Thank you guys for all your opinions on his conformation, even though I don't have proper conformation shots!


----------



## tinyliny (Oct 31, 2009)

I think he's a nice looking and reasonably well built horse/pony.

Consider dropping his bit a notch, or two. It looks like it is pulling up too high, and could be really annoying to him.


----------



## Banjo4blue (Feb 12, 2018)

tinyliny said:


> I think he's a nice looking and reasonably well built horse/pony.
> 
> Consider dropping his bit a notch, or two. It looks like it is pulling up too high, and could be really annoying to him.



Thank you! 
Yes I see what you mean about the bit looking to tight. Weird though, because it is not actually that tight. I guess it just looks that way in the pics. I do know how to fit a bit to a horse, so I can assure you it is not as tight as it looks.


----------



## SteadyOn (Mar 5, 2017)

A shoulder relief girth might be all you need, rather than fussing with a crupper. It changes the alignment of the billets with the girth groove so the saddle will want to stay further back where it should be. https://totalsaddlefit.com/shoulderreliefgirth/


----------



## loosie (Jun 19, 2008)

Banjo4blue said:


> Thank you!
> Yes I see what you mean about the bit looking to tight. Weird though, because it is not actually that tight. I guess it just looks that way in the pics. I do know how to fit a bit to a horse, so I can assure you it is not as tight as it looks.

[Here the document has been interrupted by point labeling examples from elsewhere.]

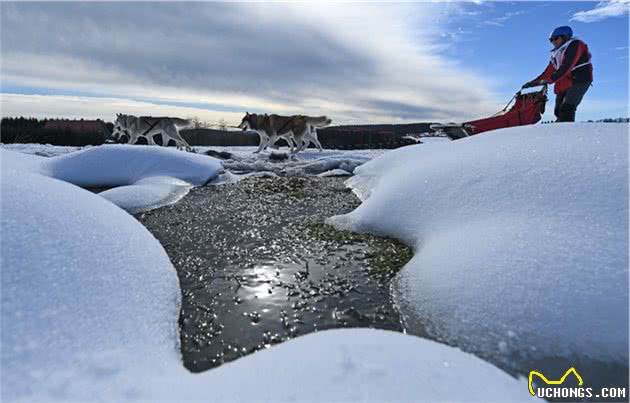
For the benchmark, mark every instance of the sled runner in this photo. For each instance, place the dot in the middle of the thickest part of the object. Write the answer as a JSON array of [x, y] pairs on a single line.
[[527, 109]]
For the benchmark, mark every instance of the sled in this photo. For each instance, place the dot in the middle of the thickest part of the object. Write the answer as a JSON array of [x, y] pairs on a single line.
[[527, 109]]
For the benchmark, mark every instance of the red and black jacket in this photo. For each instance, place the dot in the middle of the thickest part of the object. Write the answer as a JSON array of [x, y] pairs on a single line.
[[570, 63]]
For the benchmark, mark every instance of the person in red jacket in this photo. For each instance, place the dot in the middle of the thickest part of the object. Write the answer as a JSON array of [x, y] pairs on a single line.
[[570, 70]]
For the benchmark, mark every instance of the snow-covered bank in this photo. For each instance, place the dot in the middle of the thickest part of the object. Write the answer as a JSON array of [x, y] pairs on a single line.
[[521, 238], [85, 290], [145, 177], [89, 313]]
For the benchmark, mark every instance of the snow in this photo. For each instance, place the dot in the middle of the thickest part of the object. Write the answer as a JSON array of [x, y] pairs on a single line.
[[520, 237], [90, 303], [143, 177], [85, 289], [306, 163]]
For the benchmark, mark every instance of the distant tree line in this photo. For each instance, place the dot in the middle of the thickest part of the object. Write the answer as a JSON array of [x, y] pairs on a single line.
[[612, 120], [201, 133], [61, 132]]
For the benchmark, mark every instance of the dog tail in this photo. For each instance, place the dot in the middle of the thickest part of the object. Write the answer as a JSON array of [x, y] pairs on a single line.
[[318, 121], [181, 122]]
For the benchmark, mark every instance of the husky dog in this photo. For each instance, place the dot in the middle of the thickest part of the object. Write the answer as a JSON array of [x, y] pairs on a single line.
[[298, 130], [150, 130]]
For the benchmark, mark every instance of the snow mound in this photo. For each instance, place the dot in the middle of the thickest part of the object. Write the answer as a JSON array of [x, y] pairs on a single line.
[[145, 177], [89, 313], [520, 235], [85, 289]]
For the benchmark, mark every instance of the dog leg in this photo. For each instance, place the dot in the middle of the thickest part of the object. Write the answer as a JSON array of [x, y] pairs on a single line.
[[263, 143], [316, 140]]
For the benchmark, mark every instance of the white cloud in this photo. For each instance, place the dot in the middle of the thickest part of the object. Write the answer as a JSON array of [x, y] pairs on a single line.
[[603, 10], [368, 63], [61, 106]]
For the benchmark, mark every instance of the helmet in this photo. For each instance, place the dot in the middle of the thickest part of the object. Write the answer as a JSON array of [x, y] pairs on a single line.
[[562, 31]]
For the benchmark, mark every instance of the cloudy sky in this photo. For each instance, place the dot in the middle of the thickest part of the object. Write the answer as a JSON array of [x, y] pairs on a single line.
[[355, 62]]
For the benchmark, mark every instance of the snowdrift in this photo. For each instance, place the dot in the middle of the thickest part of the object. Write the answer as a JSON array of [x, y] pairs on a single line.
[[144, 177], [89, 312], [520, 236]]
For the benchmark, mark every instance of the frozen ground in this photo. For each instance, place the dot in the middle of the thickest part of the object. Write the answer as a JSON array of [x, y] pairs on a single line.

Yeah, shouldn't be at all tight. Should just sit, comfortably. Of course, depends on tooth placement where it needs to be too tho, but the silly '3 wrinkles rule' is not sensible. No wrinkles is better if you can.


----------



## loosie (Jun 19, 2008)

Thanks for that tip SteadyOn - never heard of one of those & I have a pony who's saddle rides forward if not with a crupper too...


----------



## Banjo4blue (Feb 12, 2018)

loosie said:


> Yeah, shouldn't be at all tight. Should just sit, comfortably. Of course, depends on tooth placement where it needs to be too tho, but the silly '3 wrinkles rule' is not sensible. No wrinkles is better if you can.


Three wrinkles? I've never heard that, that sounds way to tight.:-? I've only ever heard two wrinkles. And to be honest, if you have enough experience with bits, you'll probably just be able to use your knowledge to tell if its to loose, to tight, to wide...etc, instead of having to check how many wrinkles and things. Your horse will probably help you know too .


----------



## Banjo4blue (Feb 12, 2018)

SteadyOn said:


> A shoulder relief girth might be all you need, rather than fussing with a crupper. It changes the alignment of the billets with the girth groove so the saddle will want to stay further back where it should be. https://totalsaddlefit.com/shoulderreliefgirth/


Thank you for sharing this. I have seen this before, but never considered one for my pony. If I can find one thats cheaper than the crupper I was going to buy, I'll give it a shot.:lol:


----------



## SilverMaple (Jun 24, 2017)

The shoulder relief girths show up used on ebay quite frequently. A friend swears by them and I'm considering one for my gelding.


----------



## loosie (Jun 19, 2008)

OMG! just looked on Ebay - how expensive!! Good thing I do leatherwork & have some handy to make my own...


----------



## Chaz80 (Sep 29, 2015)

hi
lovely pony you have but please can i make a suggestion?
looking at your pics it looks like you have a halflinger saddle or similar make/design....if i am wrong forgive me,
it looks just like the one i bought when i got my daughters pony,
please please as soon as money allows get rid of this saddle,they are cheaply made in india,they NEVER fit anything correctly and have been found to be stuffed with all kinds of nastiness including nappies and old bras!!
we had bad problems with ours,she would buck,pin her ears back and really misbehave,it turned out to be the ill made and badly fitted saddle,as soon as we realised we got rid and bought a fieldhouse saddle,her behaviour changed from day one in this saddle.
if i can find an old pic of it i will post it.


----------



## Banjo4blue (Feb 12, 2018)

Chaz80 said:


> hi
> lovely pony you have but please can i make a suggestion?
> looking at your pics it looks like you have a halflinger saddle or similar make/design....if i am wrong forgive me,
> it looks just like the one i bought when i got my daughters pony,
> ...


Wow what a nightmare! I don't think my saddle is one of those. My saddle came from 1saddle and though it is a cheap saddle I am overall pleased with its quality and performance. I am so sorry for your bad saddle experience, I will keep my eyes out for a saddle like that and warn people not to buy one!


----------



## Banjo4blue (Feb 12, 2018)

loosie said:


> OMG! just looked on Ebay - how expensive!! Good thing I do leatherwork & have some handy to make my own...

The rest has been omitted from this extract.